Fourteen months after WannaCry has been introduced to the world, we continue to hear new stories of companies falling for its derivatives and seems like there is no end to the scourge. One way or another firms realize that the installation of an antivirus software is no longer sufficient. Employees make or break the corporate security chain. The moment they get deceived in running arbitrary code without them realizing it, all funds spent on security software all go down the drain.
Ransomware development is obviously a for-profit undertaking, through exploitation and by when the users feel desperate, these victims’ common recourse is just to pay the ransom. Rinse and repeat this process and virus authors have created for themselves a very profitable black-market industry through digital extortion. Employees need to be retrained to enable them to be aware of the security implications of every click and press they do.
In this article we discuss some tips on how to reduce the chance of becoming the next victim of ransomware:
1. Not updating software is unacceptable.
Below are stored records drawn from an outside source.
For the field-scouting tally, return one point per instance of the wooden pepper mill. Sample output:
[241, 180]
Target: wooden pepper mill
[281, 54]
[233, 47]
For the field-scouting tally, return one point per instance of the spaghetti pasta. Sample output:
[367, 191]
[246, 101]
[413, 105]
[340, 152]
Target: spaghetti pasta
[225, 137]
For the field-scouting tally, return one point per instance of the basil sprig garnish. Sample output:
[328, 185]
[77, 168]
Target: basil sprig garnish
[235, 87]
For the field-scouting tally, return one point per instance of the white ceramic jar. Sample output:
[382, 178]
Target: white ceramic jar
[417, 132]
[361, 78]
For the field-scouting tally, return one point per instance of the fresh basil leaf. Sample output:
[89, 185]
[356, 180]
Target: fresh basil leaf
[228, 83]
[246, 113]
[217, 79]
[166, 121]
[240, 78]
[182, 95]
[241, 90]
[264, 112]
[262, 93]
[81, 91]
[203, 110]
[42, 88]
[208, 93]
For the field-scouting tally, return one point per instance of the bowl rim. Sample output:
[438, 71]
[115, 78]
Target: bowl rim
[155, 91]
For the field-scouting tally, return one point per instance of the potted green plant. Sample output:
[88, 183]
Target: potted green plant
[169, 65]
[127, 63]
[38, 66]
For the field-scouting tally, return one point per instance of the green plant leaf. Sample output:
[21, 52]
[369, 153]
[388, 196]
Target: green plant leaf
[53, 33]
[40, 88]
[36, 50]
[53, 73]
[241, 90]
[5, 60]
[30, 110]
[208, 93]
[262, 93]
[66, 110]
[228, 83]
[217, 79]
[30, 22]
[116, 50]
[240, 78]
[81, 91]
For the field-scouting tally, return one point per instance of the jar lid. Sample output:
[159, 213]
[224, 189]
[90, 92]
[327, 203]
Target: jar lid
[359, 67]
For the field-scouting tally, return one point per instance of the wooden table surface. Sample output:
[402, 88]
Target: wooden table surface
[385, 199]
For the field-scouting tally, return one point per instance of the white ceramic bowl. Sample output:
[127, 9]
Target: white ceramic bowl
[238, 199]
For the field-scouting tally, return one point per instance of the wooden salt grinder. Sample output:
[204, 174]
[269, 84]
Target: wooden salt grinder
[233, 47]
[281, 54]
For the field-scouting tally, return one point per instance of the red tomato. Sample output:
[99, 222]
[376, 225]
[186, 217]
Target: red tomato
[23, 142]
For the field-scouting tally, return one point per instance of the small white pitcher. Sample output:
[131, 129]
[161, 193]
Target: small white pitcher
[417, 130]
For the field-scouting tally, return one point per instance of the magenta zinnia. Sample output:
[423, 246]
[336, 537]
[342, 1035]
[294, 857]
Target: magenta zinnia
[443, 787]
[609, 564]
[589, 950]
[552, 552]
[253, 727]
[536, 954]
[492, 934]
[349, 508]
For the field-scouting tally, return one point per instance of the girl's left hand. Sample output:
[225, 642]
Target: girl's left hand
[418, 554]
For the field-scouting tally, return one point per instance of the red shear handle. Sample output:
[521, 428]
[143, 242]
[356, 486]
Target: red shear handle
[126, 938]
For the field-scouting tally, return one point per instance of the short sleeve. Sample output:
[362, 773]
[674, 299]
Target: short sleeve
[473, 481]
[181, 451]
Microsoft patches are regularly scheduled for release every second Tuesday of the month. Network and system administrators must not pass the burden to the future by installing the updates as soon as they become available. Patch Tuesday comes with fixes not just for bugs, but the installation of actual hotfixes to patch known vulnerabilities in processor microcode, Windows, Microsoft Office and Internet Explorer/Edge browser. It is a fact that cybercriminals are known to reverse-engineer the patches, in order to find out what particular areas were fixed. This reverse-engineering produces new exploits and they know very well that not all applies updates, hence the vulnerabilities are still there open for an intrusion.
2. End-users should be running non-administrator accounts.
Virus, trojans, worms and other unwanted software running under the privilege of the user. They inherit the user privilege, which means administrator accounts are not safe to use all the time. Only use a system administrator account to perform a system-maintenance function and use a regular user account for the rest. This way, malware will remain as a non-administrator and the harm it can inflict is limited.
3. Confirm that the backup can be used for restoration.
In the age of cloud backup ranging from free to cheap, it is not acceptable not to have a backup strategy. Backups also need to be verified as being restorable. So please perform a regular restore test in order to certify that the backup is usable. A non-restorable backup is equal to no backup. The easiest way to recover from the ransomware encrypting vital files is to restore the encrypted files using the latest verified backup.
4. Don’t cut corners, spend on employee training.
Companies should stop considering the term “employee retraining” as a cost, it isn’t. The employee retraining program is an investment scheme and helps employees to be more familiar with the tools they do in their day-to-day job. Employees are the front lines of the company’s cybersecurity infrastructure, they cannot be considered as replaceable. An employee will feel empowered when they feel that their employers trust their judgment and give them space to innovate while maintaining their flexibility. The moment companies start not to take care of employees, they in return will not care with the use of the computer, hence more risks of malware infections.
In the unfortunate event that malware penetrates the network and infects one or more computers, it is prudent to be informed of what to do next. Here are our tips:
- Pull the power off from the machine. Doing a normal shutdown, the virus has a chance to write to the hard drive further. Never use the infected machine and by turning off the machine, the less chance the infection will further spread in the file system. Data recovery can be done by booting the computer from a known clean boot USB or DVD and use the OS file manager on that portable storage device to check the files stored on the hard drive. This assures that only user data can be copied over while the virus is not running as the malware only runs and active in memory when the hard disk is booted.
- If the machine infected is not a desktop/laptop but a server, it cannot be turned off by cutting power as the risk of data corruption is much bigger. The mitigating action is to disconnect it from the network, in order to stop it being an active node that can spread the infection further.
- Re-image the machine and restore the data from the latest backup. A new hard drive can even be installed replacing the original drive of the infected computer. That way the PC is assured as clean and antivirus programs can be used against the original hard drive as a portable USB storage.
- In the event of no usable backup exist. The company must audit the data affected by the infection and invest in hiring a professional to recreate the lost data from scratch. The company may then decide to track down the perpetrator of the infection.